Ther Handsome Family
Unseen
[Loose/ Goodfellas 2016
]

www.handsomefamily.com

File Under: American gothic (already happened)

di Gianfranco Callieri (28/09/2016)

Benché non avessero mai derogato alla regolarità di uscite d'una produzione discografica scandita con precisione svizzera (dal 2001 del sesto Twilight, un ulteriore album ogni tre anni), il successo di Far From Any Road, tratta da Singing Bones (2003) e utilizzata sui titoli di testa della prima, fortunatissima stagione della serie "True Detective", ha consentito agli Handsome Family di tornare a farsi vivi anche dalle nostre parti, per qualche concerto non particolarmente memorabile ma se non altro utile a confermare come, all'interno della coppia formata da Brett e Rennie Sparks, il marito sia quello più misantropo e intrattabile, mentre alla moglie sia affidato il compito di apparire (almeno un po') più malleabile e disponibile.

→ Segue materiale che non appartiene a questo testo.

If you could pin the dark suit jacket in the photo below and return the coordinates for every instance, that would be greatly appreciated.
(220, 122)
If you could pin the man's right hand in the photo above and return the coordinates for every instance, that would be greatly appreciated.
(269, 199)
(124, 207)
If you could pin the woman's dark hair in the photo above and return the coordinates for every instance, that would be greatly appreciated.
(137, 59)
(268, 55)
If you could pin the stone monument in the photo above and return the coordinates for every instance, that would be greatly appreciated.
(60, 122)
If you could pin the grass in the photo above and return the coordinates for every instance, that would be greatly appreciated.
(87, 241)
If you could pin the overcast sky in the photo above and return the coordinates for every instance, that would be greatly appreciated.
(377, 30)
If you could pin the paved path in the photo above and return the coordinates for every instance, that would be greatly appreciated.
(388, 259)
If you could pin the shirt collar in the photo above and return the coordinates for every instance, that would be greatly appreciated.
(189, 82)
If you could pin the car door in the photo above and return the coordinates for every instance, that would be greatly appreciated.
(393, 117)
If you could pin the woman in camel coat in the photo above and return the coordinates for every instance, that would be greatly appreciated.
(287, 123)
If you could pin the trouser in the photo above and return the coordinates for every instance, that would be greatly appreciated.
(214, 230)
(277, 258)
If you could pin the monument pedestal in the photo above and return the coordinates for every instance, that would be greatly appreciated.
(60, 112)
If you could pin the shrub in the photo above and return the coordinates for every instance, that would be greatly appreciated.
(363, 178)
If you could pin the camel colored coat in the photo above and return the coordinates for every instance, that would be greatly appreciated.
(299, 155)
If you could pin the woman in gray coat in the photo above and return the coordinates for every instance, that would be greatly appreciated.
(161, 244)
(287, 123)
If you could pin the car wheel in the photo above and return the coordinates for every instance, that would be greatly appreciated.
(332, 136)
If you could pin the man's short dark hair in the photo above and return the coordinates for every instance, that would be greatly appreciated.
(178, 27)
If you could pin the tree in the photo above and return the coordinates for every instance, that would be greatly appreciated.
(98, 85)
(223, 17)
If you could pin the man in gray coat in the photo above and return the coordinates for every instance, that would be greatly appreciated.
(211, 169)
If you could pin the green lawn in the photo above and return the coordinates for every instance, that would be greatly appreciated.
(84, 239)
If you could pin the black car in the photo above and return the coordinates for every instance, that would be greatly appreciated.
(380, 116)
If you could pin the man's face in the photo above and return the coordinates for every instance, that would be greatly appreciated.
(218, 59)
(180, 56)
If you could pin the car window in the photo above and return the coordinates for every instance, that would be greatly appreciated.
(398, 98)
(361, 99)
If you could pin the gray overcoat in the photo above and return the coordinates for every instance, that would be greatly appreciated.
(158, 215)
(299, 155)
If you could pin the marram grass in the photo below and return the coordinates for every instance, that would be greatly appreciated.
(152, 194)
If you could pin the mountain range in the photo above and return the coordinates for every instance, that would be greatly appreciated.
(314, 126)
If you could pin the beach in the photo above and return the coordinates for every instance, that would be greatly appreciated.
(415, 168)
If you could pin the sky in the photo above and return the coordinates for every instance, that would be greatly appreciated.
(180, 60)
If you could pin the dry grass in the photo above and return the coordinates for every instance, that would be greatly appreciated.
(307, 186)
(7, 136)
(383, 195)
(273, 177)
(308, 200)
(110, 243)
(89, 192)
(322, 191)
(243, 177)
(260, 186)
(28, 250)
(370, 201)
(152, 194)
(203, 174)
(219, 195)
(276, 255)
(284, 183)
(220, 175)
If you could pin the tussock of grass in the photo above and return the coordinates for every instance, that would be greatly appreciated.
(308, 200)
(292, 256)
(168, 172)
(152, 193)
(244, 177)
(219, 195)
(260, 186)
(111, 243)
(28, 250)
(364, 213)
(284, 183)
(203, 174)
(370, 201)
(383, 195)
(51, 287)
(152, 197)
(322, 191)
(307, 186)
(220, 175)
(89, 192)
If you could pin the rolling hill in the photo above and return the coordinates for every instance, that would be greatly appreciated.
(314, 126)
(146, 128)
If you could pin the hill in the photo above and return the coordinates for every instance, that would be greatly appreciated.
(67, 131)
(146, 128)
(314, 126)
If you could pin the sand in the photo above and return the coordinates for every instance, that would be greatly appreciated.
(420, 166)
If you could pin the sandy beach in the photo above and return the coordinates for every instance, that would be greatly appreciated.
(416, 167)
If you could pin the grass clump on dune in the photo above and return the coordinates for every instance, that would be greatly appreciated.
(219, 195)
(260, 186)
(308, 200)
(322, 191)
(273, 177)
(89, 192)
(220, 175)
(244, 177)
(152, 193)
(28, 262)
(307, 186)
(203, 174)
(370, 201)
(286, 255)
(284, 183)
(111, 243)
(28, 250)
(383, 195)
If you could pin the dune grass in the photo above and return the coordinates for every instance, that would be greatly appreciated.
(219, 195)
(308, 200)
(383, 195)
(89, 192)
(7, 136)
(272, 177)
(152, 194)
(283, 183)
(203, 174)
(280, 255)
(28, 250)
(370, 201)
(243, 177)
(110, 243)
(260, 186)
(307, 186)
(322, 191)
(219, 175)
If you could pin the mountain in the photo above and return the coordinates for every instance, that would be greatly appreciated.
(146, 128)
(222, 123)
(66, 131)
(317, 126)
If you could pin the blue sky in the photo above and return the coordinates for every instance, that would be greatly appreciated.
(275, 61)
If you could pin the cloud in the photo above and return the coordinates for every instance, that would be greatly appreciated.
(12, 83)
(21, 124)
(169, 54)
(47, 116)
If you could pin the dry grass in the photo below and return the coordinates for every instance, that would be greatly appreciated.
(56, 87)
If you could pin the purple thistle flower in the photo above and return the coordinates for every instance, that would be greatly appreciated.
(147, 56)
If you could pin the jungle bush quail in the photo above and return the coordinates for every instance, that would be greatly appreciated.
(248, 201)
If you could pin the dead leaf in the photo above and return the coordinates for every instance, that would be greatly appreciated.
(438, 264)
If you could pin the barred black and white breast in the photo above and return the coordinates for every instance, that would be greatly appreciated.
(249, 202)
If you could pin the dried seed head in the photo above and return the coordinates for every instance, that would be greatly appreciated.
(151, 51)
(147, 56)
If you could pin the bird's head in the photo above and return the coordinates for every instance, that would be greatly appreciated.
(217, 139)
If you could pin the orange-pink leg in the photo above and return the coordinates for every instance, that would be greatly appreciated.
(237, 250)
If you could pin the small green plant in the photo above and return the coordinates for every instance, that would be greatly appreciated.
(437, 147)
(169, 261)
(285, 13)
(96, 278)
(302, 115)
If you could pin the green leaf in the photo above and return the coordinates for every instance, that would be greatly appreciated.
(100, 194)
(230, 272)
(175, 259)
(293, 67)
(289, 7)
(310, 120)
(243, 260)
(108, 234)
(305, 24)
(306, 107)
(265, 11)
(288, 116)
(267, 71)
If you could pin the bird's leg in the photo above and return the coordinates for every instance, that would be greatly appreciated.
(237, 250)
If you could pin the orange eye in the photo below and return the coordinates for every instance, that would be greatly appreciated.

Una dicotomia, se vogliamo, anch'essa piuttosto logora, nonché sfruttata già troppe volte per non sembrare l'ennesimo esercizio di stile; d'altro canto, un diligente catalogo di esercizi di stile è proprio quanto vanno proponendo, dai tempi ormai lontani dell'ottimo In The Air (1999), anche i lavori stessi degli Handsome Family, ogni volta inchiodati, con risultati più o meno apprezzabili a seconda dell'ispirazione, agli schemi del gotico sudista dove l'eredità letteraria di William Faulkner incontra il folk dei monti Appalachi e lo avvolge in una densa coltre di fatalismo. Certo, ognuno dei dieci episodi di Unseen può in un certo senso ricordare Far From Any Road, ma era quella canzone, allora, a ricordare da par suo almeno un'altra ventina di pezzi del repertorio dei coniugi Sparks, perciò nessuno scandalo.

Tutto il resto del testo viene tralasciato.